Julio yang ditanya itu segera mengangguk dan berkata,
"Para gadis-gadis itu memang sangat aneh, kecuali wajahnya, tidak ada yang baik tentang Sean, ah benar kepintarannya, dan kelicikannya mungkin harus ditambahkan pada data,"
"Sudahlah aku tidak mau lagi mendengar soal sampah itu lagi,"
Julio lalu berbisik di telinga adiknya itu, hingga hanya adiknya yang tahu.
"Tapi Dia masih suamimu, Ah~"
Tentu saja itu adalah bentuk sebuah ejekan kepada adiknya.
Alena segera menuju perut Kakaknya itu karena kesal.
"Berhenti meledekku!"
Sisa perjalanan itu berlangsung dengan damai, dan Alena sudah tiba di ruang kelasnya, melihat ke arah sekeliling belum ada wajah menyebalkan itu.
"Alena? Kamu akhirnya datang," sapa salah satu teman Alena, yaitu Fanni.

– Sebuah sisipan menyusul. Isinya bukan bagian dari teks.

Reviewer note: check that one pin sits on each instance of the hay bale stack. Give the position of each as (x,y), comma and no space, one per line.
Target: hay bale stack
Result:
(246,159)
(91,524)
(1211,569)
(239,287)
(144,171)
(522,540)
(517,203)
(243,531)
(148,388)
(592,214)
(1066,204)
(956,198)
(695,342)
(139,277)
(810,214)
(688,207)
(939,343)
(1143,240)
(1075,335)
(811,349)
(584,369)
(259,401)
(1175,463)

"Selamat Pagi, Fanni, kenapa kamu sangat bersemangat di pagi hari seperti itu?"
"Aku dengar di kelas Sistem Informasi, kamu satu kelas dengan Junior yang Tampan itu?"

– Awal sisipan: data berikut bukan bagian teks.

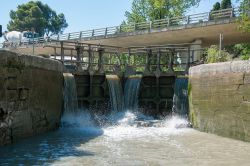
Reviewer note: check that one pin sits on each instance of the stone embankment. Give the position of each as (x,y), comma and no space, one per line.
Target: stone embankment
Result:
(219,98)
(30,95)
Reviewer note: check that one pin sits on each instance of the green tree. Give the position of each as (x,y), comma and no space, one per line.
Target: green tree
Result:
(39,16)
(244,19)
(216,6)
(214,55)
(225,4)
(145,10)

"Junior tampan? Siapa maksudmu?" Tanya Alena heran.
"Vano, Vano Vincent, siapa lagi? Yang ada di Organisasi yang sama juga dengamu,"
"Ah dia benar kami kebetulan satu kelas, Aku tidak tahu kalau dia begitu populer,"
"Ya, dia cukup Populer di Kampus, salah satu Mahasiswa paling Tampan di angkatannya, Ah~ Dia terkenal dengan sikap dinginnya, dan kepintarannya,"
"Jadi ada hal-hal semacam itu di kampus?"
"Benar, sekali."
"Lalu jika di angkatan kita?"
Temen Alena itu, sedikit ragu untuk mengatakannya namun segera berbisik ke Alena.
"Sean tentu saja, yah Aku tahu kamu membencinya, tapi memang dia cukup populer di antara para gadis gadis baik di antara junior ataupun junior bahkan di angkatan kita, senyumannya itu cukup memukau,"
Alena yang sekali lagi dalam hari ini mendengarkan pujian tentang Sean jelas merasa sangat tidak senang.
"Hah, tidak ada yang baik soal dia,"
Namun segera ketika mereka berdua asik berbicara, orang yang mereka bicarakan segera memasuki kelas dan melewati mereka berdua.
Tatapan Sean sepintas bertemu dengan tatapan Alena, namun segera mengabaikan nya dan memilih duduk jauh-jauh dari dia.
Fanni memperhatikan bagaimana sahabatnya itu memiliki ekspresi yang tidak senang.
"Baik, mari abaikan soal pembicaraan tentang Sean. Bagaimana jika kita melanjutkan pertanyaanku yang tadi soal Vano?"
"Apa? Aku hanya kebetulan saja satu kelas dengannya,"
"Hah tapi, kamu sangat beruntung sekali bisa satu kelas dengan seorang pria tampan seperti itu, apalagi mendapatkan Dosen yang baik disana, tidak tahukah kamu seberapa menderita aku di kelas sebelah? Sudah gurunya killer tidak ada mahasiswa tampan sama sekali di kelas,"
Alena yang mendengar keluhan dari temannya itu hanya tertawa dan berkata,
"Hah, kamu itu ke kampus ingin belajar atau ingin mencari pacar?"
"Tentu saja dua-duanya kalau bisa, memangnya kamu tidak?"
Alena hanya bisa menggeleng-geleng kan kepala ketika mendengar keinginan temannya itu.
"Astaga, tentu saja tidak aku hanya fokus belajar saat ini,"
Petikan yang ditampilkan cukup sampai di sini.